JOSE FERNANDEZ: “Bizim hedefimiz, Türk piyasasının Amerikan şirketlerine sunduğu fırsatları değerlendirebilmek… Yenilenebilir enerji konusunda fırsatlar var. Türk hükümetinin ilgilendiği alanlar var. Türk piyasasına girmek isteyen ilaç şirketleri var. Bazı sorunları gidermeliyiz. Türkiye tarafından bakacak olursak onlar da Amerika’ya ihracatı arttırmak istiyor. Aynı zamanda Amerika’dan yatırım bekliyorlar; özellikle girişimcilik veya enerji alanlarında. Yani telaffuz edilen bir hedef yok, ancak fırsatlar konusunda her iki ülke arasında ciddi bir anlayış var.”

BO: Türkiye’yle Amerika’nın güçlü askeri ve siyasi ilişkileri oldu. Sizce ekonomik ilişkiler neden bu kadar geride kaldı?

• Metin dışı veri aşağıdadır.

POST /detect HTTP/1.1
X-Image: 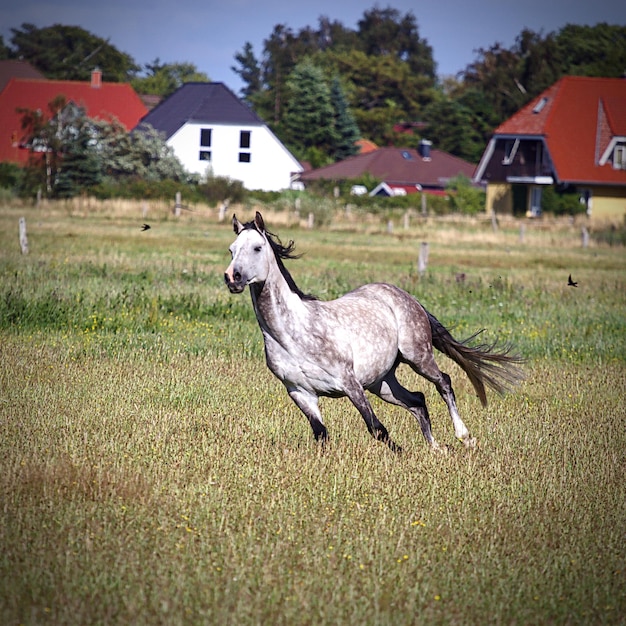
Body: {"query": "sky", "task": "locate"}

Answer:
[0,0,626,92]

JF: Türkiye aslında Amerika için iyi bir pazar. Geçen bir yıl içinde ticaretimiz de yüzde 37 arttı. Ancak iki ülke arasında farklılıklar da var. Amerika’da ticaret daha çok büyük işletmeler tarafından yönlendiriliyor. Türk şirketler ise daha çok küçük ve orta ölçekli ve bu nedenle biz de kendi küçük ve orta ölçekli işletmelerimizi Türkiye’dekilerle ortaklığa teşvik ediyoruz. Biz ticaretin sadece büyük şirketler arasında değil, küçük ve orta ölçekli şirketler arasında da olmasını istiyoruz. Çünkü bu ülkenin büyümesini de son yıllarda bu şirketler sağladı.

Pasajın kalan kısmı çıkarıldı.